Ce qu’elle doit par-dessus tout éviter, c’est d’imposer à la communauté sa vision en s’appuyant sur son expertise. Lorsque les citoyens ne se sentent pas sur la même longueur d’onde que leurs dirigeants, ils se désintéressent de la politique. Si la population a l’impression que ses problèmes ne sont pas pris au sérieux, elle se désengagera, elle n’ira plus voter, elle ne fera plus entendre sa voix, ce qui creusera davantage l’écart entre la réalité citoyenne et les politiques qui l’encadrent. Et cela est très dangereux. La démocratie exige l’engagement, et l’engagement citoyen est la meilleure des politiques publiques.

Si vous aviez un pouvoir décisionnel à l’échelle municipale, provinciale (étatique) ou fédérale, sur quelles leçons miseriez-vous pour fonder la reconstruction ?

Je retiens avant tout que nos sociétés sont prêtes à se sacrifier pour le bien commun, que la cohésion sociale est réelle et qu’elle peut nous servir de tremplin.

La pandémie nous offre l’occasion de repenser et de réinventer nos manières d’agir et nos habitudes. Déjà, transformer les emplois qui dépendent des énergies fossiles donnerait le ton en matière de réduction des émissions de gaz à effet de serre et de changements de comportements en quelques années seulement. Les nations auront beaucoup de mal à unir leurs voix. Les communautés les plus vulnérables aux chocs climatiques, comme celles des régions côtières, devront sans doute donner l’exemple, car elles sont témoins de ces changements et les subissent déjà.
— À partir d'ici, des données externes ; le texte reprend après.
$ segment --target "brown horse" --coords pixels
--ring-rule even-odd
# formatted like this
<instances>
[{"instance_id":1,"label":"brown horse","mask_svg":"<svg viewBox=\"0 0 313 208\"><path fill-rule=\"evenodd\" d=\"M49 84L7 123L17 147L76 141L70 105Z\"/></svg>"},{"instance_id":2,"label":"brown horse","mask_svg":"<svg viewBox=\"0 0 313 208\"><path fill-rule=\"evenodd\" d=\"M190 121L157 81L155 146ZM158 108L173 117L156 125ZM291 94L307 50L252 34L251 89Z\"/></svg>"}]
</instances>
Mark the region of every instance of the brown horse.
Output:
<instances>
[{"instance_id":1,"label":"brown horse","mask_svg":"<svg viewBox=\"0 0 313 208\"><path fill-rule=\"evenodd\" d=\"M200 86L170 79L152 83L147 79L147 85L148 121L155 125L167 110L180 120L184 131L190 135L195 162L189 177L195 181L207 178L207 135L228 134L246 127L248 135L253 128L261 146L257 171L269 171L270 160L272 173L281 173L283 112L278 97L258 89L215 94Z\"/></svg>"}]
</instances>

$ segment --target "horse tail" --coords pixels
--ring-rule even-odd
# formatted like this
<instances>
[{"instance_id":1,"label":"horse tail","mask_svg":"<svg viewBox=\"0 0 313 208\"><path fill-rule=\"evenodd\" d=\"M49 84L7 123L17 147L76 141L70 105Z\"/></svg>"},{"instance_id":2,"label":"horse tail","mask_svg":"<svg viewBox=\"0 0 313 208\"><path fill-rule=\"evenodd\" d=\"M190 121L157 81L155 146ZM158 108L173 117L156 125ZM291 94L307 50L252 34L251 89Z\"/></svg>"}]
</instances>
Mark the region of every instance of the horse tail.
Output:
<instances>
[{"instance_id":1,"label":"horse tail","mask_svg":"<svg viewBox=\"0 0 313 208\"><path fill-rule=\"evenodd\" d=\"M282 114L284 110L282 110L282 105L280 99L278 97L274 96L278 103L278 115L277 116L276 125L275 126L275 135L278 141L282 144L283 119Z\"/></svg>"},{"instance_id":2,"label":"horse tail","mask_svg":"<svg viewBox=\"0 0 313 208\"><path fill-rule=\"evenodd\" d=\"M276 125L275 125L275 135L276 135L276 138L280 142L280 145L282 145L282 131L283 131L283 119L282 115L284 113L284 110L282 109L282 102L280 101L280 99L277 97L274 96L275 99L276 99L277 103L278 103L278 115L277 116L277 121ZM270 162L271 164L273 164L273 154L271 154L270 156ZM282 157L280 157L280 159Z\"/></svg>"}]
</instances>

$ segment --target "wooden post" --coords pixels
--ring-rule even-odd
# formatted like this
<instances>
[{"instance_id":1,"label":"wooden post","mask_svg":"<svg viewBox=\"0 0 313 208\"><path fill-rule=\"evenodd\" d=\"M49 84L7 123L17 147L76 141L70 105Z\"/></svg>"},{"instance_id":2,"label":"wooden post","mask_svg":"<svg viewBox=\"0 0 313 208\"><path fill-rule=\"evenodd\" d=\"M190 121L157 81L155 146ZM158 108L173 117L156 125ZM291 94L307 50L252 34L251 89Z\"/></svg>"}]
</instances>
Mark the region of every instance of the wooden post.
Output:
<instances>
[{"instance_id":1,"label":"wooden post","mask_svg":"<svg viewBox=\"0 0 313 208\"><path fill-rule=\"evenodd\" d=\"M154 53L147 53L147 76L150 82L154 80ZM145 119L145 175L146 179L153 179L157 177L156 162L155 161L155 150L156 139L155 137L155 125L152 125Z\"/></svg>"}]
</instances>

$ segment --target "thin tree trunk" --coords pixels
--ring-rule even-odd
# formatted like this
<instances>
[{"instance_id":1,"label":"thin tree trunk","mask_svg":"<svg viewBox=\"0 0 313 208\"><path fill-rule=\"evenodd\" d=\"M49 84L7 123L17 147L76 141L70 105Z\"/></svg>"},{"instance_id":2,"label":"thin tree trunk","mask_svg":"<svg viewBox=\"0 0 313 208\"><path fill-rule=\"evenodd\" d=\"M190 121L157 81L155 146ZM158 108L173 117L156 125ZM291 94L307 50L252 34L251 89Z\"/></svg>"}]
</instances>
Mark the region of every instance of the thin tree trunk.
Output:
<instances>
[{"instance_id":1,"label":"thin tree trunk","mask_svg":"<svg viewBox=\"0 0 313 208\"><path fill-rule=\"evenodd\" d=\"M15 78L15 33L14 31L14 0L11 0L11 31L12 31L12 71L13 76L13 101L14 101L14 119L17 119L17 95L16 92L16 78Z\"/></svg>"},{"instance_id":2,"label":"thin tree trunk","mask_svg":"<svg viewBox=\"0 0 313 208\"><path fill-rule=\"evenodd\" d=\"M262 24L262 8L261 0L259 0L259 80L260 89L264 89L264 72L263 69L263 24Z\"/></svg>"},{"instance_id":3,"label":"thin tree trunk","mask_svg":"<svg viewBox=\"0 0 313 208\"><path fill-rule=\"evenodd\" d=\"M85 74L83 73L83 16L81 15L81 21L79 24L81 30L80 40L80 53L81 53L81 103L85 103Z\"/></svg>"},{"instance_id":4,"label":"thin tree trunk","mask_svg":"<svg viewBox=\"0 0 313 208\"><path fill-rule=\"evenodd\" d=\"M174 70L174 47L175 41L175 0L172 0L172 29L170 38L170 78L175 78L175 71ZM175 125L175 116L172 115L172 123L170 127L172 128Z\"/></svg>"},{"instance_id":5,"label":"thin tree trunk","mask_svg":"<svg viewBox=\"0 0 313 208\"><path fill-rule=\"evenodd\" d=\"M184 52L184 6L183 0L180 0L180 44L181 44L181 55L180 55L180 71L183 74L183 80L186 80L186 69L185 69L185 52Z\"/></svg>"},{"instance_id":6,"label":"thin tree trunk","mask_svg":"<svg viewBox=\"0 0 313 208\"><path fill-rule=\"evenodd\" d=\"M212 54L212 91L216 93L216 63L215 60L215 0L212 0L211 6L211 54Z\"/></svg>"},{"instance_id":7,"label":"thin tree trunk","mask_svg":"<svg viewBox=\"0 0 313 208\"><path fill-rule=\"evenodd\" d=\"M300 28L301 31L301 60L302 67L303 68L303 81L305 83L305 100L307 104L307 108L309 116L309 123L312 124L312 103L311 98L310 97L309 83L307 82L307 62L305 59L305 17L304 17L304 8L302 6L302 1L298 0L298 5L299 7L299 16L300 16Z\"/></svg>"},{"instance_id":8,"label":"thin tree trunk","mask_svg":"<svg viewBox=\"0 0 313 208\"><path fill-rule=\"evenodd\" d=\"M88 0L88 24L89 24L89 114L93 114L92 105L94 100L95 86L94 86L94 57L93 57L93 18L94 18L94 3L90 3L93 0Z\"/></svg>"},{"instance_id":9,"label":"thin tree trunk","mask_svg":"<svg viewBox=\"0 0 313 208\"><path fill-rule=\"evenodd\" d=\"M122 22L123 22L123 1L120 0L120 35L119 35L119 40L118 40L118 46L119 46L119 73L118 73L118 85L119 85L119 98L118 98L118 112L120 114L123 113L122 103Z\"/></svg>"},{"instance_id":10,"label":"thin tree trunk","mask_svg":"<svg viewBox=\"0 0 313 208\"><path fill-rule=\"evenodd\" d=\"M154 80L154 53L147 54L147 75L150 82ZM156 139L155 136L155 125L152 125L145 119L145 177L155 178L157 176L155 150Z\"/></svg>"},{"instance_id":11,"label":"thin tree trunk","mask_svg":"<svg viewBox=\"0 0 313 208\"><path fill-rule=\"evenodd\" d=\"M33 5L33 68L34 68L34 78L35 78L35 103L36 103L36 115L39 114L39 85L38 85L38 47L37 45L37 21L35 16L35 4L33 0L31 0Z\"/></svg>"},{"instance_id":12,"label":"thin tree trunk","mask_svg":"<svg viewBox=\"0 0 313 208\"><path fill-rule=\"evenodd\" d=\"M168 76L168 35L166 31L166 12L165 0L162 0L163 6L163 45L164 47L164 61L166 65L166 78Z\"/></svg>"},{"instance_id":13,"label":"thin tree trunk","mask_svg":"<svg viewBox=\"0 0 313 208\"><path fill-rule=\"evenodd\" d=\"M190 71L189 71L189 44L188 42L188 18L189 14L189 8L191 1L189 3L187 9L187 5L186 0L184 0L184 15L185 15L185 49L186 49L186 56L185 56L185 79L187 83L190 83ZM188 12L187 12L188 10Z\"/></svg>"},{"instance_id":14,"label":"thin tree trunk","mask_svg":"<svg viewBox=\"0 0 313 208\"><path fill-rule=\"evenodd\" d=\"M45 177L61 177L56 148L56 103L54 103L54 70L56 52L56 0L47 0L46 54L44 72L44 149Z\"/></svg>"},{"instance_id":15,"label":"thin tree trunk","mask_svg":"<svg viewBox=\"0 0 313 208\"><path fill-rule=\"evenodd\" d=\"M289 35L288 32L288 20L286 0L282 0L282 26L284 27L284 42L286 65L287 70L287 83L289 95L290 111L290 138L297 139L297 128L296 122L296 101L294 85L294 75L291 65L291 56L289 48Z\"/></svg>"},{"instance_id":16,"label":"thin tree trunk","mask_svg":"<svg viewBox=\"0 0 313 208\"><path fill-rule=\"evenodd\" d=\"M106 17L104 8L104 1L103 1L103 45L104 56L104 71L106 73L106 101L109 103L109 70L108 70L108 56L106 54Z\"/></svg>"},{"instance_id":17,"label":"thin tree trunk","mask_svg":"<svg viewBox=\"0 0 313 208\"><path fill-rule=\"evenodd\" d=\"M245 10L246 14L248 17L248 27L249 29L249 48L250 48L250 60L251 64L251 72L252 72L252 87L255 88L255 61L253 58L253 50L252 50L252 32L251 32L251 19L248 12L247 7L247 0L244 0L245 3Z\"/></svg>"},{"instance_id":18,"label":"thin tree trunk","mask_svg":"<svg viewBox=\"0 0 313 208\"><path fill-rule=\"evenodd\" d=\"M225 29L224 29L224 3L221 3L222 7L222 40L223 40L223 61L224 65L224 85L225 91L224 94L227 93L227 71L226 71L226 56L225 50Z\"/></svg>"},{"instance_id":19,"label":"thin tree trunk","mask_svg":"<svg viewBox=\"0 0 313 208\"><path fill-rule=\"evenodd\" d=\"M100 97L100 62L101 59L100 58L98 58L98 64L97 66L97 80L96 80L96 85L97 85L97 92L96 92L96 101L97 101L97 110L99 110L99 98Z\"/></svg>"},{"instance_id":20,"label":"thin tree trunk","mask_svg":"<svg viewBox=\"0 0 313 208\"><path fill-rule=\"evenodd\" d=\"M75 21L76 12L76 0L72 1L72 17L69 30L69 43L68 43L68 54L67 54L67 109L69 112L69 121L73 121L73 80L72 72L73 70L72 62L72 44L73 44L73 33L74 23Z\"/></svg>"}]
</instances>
Les initiatives ascendantes qui émergeront de ces communautés arriveront peut-être à atteindre le sommet et à toucher les hauts dirigeants, et une fois le sommet atteint, elles rejailliront vers le bas.

Les gouvernements peuvent contribuer à bousculer les normes sociales à travers leurs politiques, mais notre meilleur gage de transformation, tant dans les mois que les années à venir, réside dans la combinaison des forces citoyennes et des incitatifs du marché.

1 Selon un sondage mené par l’Associated Press-NORC Center for Public Affairs Research, mai 2020.

2 «Social Capital, Urban Sprawl, and Smart Growth: A preliminary investigation into sustainable communities in Canada», Rebecca Osolen et Nina-Maria Lister, août 2004.